Он пошел мне навстречу, наш главврач, длинный, сухой, с до блеска бритым черепом, с печальным морщинистым лицом многолетнего язвенника. Руку пожал, усадил.

— Вы простите, Всеволод Сергеевич, дело срочное. Лариса Павловна подала заявление. Сперва в отпуск, потом совсем. Вы остались без заведующего. Через три дня она уезжает с мужем. Подвести ее не могу — потому спешка.

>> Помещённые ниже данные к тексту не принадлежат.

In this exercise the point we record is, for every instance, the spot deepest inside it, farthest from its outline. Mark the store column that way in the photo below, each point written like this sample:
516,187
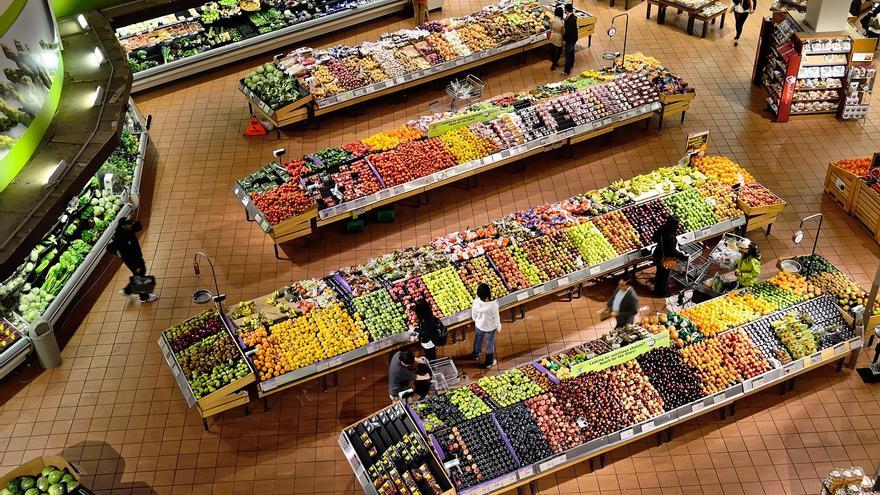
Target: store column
827,16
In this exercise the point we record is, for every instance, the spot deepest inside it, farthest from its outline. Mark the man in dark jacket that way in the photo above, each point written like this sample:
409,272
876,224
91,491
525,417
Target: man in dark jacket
569,38
126,247
624,304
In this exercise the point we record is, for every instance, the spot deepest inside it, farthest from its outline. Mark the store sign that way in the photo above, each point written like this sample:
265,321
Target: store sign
448,125
623,354
697,145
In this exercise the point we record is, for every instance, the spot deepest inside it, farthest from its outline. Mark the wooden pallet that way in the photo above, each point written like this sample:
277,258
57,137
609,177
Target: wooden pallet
841,186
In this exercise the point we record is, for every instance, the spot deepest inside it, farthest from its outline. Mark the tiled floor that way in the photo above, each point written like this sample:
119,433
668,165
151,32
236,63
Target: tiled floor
113,408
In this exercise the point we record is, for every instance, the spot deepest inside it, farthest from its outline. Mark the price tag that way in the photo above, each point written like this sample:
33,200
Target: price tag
552,463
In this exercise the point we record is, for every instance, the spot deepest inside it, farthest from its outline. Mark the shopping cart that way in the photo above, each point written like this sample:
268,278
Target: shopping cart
444,375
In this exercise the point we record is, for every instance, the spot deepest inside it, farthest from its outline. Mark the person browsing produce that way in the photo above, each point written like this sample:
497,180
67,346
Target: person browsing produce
557,25
487,321
430,331
126,247
406,373
665,255
624,304
748,266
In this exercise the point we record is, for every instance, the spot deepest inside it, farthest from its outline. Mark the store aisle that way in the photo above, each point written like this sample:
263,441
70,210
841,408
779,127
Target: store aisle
115,410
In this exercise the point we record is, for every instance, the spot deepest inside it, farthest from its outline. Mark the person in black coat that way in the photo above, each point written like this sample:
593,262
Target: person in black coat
667,248
569,38
624,304
126,247
426,332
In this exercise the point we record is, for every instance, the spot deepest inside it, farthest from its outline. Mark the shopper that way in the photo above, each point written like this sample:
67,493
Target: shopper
665,255
430,332
748,266
125,246
624,304
420,11
487,321
741,11
569,37
408,376
557,25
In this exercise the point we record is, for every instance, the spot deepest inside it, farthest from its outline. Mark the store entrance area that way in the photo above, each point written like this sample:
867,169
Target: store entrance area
114,406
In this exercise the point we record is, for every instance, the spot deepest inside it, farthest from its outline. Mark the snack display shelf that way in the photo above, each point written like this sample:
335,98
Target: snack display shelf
69,291
531,473
223,398
350,358
233,52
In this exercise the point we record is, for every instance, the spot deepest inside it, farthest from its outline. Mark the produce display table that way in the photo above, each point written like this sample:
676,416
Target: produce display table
320,203
345,293
852,183
706,12
306,107
372,474
79,237
222,53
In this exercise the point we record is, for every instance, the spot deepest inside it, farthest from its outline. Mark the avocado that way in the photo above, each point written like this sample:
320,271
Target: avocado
26,483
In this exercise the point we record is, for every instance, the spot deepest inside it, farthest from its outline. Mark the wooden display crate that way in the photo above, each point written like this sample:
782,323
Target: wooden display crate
866,207
760,210
760,221
841,185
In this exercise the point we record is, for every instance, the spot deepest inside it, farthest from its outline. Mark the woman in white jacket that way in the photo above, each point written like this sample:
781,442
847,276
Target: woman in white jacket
487,321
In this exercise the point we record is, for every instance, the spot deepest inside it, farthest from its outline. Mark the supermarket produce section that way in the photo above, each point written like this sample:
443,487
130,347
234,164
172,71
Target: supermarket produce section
510,429
292,200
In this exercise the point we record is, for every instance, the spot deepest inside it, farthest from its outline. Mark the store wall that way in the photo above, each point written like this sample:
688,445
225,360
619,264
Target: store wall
31,77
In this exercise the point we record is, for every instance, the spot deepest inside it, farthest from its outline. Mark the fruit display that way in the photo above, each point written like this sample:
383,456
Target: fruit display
509,387
382,315
646,218
321,333
723,169
795,284
525,436
447,290
561,432
756,195
592,245
199,327
715,367
677,382
50,480
795,332
691,209
476,271
480,449
32,287
619,232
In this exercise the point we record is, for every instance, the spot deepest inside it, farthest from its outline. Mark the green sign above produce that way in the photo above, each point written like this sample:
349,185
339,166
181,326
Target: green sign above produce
623,354
449,125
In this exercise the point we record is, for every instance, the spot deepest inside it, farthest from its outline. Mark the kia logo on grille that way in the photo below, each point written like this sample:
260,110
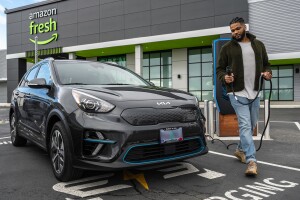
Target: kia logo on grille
163,103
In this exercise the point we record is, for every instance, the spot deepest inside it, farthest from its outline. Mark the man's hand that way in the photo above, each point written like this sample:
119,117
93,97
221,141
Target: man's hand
267,75
229,79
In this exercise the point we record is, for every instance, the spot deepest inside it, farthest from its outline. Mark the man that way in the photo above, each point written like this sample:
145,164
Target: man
247,58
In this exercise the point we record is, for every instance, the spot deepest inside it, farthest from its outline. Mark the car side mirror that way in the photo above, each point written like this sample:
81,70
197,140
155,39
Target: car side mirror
38,83
152,84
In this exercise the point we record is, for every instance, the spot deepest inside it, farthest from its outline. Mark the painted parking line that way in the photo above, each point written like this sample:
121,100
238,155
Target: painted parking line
287,122
89,186
4,137
5,142
298,125
261,162
97,185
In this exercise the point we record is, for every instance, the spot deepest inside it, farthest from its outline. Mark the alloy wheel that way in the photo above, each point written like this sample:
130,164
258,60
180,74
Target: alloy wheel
57,151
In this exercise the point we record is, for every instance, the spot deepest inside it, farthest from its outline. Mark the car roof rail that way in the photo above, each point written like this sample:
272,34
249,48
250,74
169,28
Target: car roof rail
111,62
49,58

Лариса Павловна заведовала «Скорой помощью» тридцать лет, мы как-то и не представляли, что когда-нибудь будем работать без нее. Правда, она всегда говорила — работаю только до пенсии и фьють. Но три дня назад ей стукнуло пятьдесят пять, и вчера она подала заявление.

— А уговаривали?

— Пустой номер. Муж — отставник, в семье по кругу триста тридцать, едут к внукам. Все! — и он, прикрыв глаза, правой рукой ощупал лицо — такая манера, словно бы человек желает убедиться, что уши, нос, глаза на привычном месте. — Должность, прямо скажем, невеликая. Со стороны брать неловко. Да и где ты его найдешь, надежного человека? Значит, в своем коллективе. У вас двое мужчин — вы и Алферов. Остальные — женщины. Нет, я не против женщин, — главврач бегло усмехнулся, и подвижное лицо его собралось ко рту, как бы для плевка. — Но они у вас либо совсем молоденькие, либо предпенсионные — не захотят перед пенсией терять в деньгах.

И это было верное замечание — заведующий не получает за стажность на «Скорой помощи», рублей пятьдесят в месяц потери. Правда, можно совмещать, и по кругу это будут те же деньги, но совместительство не идет к пенсии — таковы хитрости нашего быта.

— Значит, или вы или Алферов. И я прошу вас согласиться, Всеволод Сергеевич.

Предложение не было неожиданным: когда прежде Лариса Павловна уходила в отпуск, я иногда замещал ее. Я или Елена Васильевна. Но я еще не смирился, что Лариса Павловна уходит от нас. Как-то уж считалось, что «Скорая помощь» — ее царство, начальство не вмешивалось. На нас и жалоб почти не было, письменных, во всяком случае. Ларису Павловну в городе знали, и, если кто провинится на вызове, больные звонили ей. Разбиралась она строго, но начальство не вмешивала. Мы всегда считались одной из лучших «Скорых» в области, а несколько лет были и вообще лучшими.

Да, предложение неожиданным не было, как не было у меня и сомнений.